En el ámbito laboral, por ejemplo, un entorno donde los empleados compiten no solo por sus logros, sino por denunciar los errores ajenos para ganar puntos ante un jefe mediocre, se convierte en un campo minado. La colaboración se disuelve bajo el temor de ser traicionado.
Adam Smith, en La teoría de los sentimientos morales, defendía que la simpatía y la empatía son la base de toda sociedad decente. La delación egoísta niega esa simpatía, sembrando resentimiento y fragmentación.
En la educación y los círculos sociales ocurre algo similar. La delación usada para obtener reconocimiento o privilegios fomenta un ambiente de competencia tóxica y desleal. Se transmite el mensaje de que el camino al éxito no es el esfuerzo, sino la capacidad de señalar al otro.
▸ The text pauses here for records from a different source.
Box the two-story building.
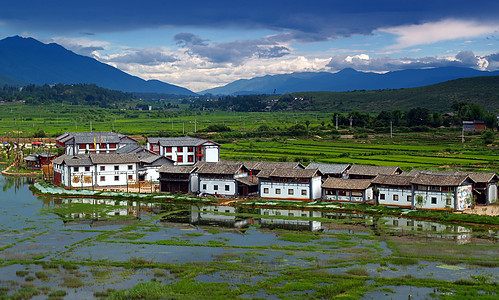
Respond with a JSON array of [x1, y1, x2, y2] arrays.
[[56, 132, 138, 155], [371, 175, 414, 208], [321, 177, 373, 203], [147, 136, 220, 165], [52, 153, 139, 188], [258, 168, 323, 201], [196, 162, 252, 197]]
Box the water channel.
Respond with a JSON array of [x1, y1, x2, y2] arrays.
[[0, 174, 497, 299]]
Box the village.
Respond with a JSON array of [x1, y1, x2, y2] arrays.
[[19, 131, 498, 213]]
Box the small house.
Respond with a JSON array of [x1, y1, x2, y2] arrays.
[[411, 173, 474, 211], [55, 132, 138, 155], [321, 177, 373, 203], [371, 175, 414, 208], [258, 168, 323, 201], [146, 136, 220, 165], [196, 162, 252, 197], [159, 165, 198, 194]]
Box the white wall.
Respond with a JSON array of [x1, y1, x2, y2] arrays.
[[260, 181, 313, 200], [199, 178, 237, 196], [93, 163, 137, 187], [378, 187, 412, 207], [190, 173, 199, 193], [414, 190, 455, 210], [205, 145, 219, 162], [488, 184, 498, 204]]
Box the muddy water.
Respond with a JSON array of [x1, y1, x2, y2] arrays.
[[0, 175, 497, 299]]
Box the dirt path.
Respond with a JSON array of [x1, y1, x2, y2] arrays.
[[462, 204, 499, 216]]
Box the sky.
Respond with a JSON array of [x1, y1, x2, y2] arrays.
[[1, 1, 499, 92]]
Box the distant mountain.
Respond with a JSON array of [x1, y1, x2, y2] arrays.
[[0, 36, 196, 95], [0, 73, 26, 87], [201, 67, 499, 95]]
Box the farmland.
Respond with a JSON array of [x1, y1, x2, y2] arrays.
[[0, 104, 498, 173]]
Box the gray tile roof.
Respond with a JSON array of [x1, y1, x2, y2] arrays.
[[56, 132, 124, 144], [405, 169, 498, 183], [371, 175, 414, 186], [306, 163, 350, 174], [258, 168, 321, 179], [158, 165, 197, 174], [235, 176, 258, 186], [116, 144, 146, 154], [89, 153, 139, 164], [322, 177, 372, 190], [411, 173, 472, 186], [148, 136, 219, 147], [348, 165, 402, 176], [196, 162, 247, 175], [52, 154, 93, 167]]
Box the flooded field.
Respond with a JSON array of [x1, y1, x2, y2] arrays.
[[0, 175, 497, 299]]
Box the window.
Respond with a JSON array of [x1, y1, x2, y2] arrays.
[[177, 147, 183, 152], [407, 195, 412, 202], [225, 185, 230, 191], [264, 188, 269, 194], [177, 156, 183, 163], [393, 195, 399, 201], [100, 166, 105, 171], [114, 165, 119, 171], [380, 194, 385, 200], [264, 211, 269, 216], [214, 185, 218, 191], [301, 189, 307, 195], [288, 189, 294, 195], [73, 167, 79, 172], [289, 213, 294, 217], [276, 188, 281, 194], [431, 197, 437, 204], [275, 211, 281, 216], [446, 197, 452, 205], [407, 220, 414, 226], [302, 213, 308, 217], [128, 165, 133, 170], [188, 147, 194, 152], [79, 144, 86, 150], [128, 175, 133, 180], [85, 166, 90, 172], [393, 220, 398, 226], [89, 144, 95, 149], [203, 184, 206, 190], [114, 175, 119, 181], [188, 155, 194, 162], [109, 143, 116, 149], [166, 147, 172, 153], [100, 176, 105, 181]]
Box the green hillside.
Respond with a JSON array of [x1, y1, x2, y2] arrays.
[[286, 75, 499, 113]]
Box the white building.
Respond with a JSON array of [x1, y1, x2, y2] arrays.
[[147, 136, 220, 165], [196, 162, 251, 197], [258, 168, 323, 201], [56, 132, 138, 155], [371, 175, 414, 208], [321, 177, 373, 203], [411, 173, 475, 211], [52, 153, 139, 188]]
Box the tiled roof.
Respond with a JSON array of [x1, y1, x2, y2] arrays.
[[158, 165, 197, 174], [322, 177, 372, 190], [371, 175, 414, 186], [148, 136, 219, 147], [348, 165, 402, 176], [117, 144, 146, 154], [411, 173, 471, 186], [89, 153, 139, 164], [196, 162, 247, 175], [56, 132, 125, 144], [235, 176, 258, 186], [405, 169, 498, 183], [259, 168, 321, 179], [306, 162, 350, 174], [52, 154, 93, 167]]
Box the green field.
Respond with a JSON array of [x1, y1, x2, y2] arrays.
[[1, 104, 497, 173]]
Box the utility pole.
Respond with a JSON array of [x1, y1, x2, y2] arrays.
[[349, 116, 353, 128], [462, 125, 465, 146], [390, 121, 393, 138], [183, 123, 185, 135], [335, 114, 338, 130], [194, 119, 197, 133]]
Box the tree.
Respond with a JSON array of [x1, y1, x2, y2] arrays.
[[481, 130, 495, 145]]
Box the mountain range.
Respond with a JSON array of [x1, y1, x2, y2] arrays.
[[0, 35, 498, 96], [0, 36, 196, 95], [201, 67, 499, 95]]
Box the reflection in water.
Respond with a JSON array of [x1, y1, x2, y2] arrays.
[[0, 175, 34, 194]]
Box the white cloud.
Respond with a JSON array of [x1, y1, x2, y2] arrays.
[[380, 19, 499, 49], [47, 36, 110, 56]]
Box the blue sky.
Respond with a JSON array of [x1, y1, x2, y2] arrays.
[[1, 1, 498, 92]]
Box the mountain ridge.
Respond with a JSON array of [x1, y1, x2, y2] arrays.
[[201, 67, 499, 95], [0, 36, 196, 95]]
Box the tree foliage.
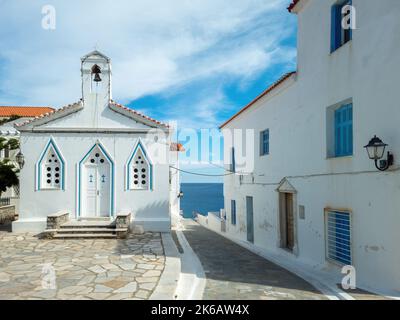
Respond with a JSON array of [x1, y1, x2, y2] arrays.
[[0, 137, 20, 197], [0, 115, 21, 126]]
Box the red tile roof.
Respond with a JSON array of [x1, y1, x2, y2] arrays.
[[219, 72, 296, 129], [15, 102, 80, 127], [110, 100, 169, 128], [287, 0, 301, 12], [15, 100, 169, 129], [0, 106, 54, 117]]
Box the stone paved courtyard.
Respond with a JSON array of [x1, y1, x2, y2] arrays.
[[0, 228, 165, 300]]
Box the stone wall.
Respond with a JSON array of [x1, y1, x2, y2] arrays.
[[116, 212, 131, 239], [46, 211, 69, 229], [196, 212, 225, 234], [0, 205, 16, 224]]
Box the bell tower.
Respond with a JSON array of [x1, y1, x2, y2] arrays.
[[81, 50, 112, 107]]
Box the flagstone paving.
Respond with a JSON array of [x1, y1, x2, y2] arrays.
[[0, 229, 165, 300], [182, 220, 327, 300]]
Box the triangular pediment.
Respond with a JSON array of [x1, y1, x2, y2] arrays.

En conclusión, aunque la delación en tiempos de paz no tenga la brutalidad de la que se practicó bajo regímenes opresores, sus efectos son igualmente destructivos. Socava la ética, la confianza y la posibilidad de construir comunidades sanas. Reconocer este daño es el primer paso para promover, desde la educación y los hogares, una cultura basada en la integridad, la cooperación y el respeto mutuo. Un progreso digno debe construirse al lado del otro, no sobre sus ruinas.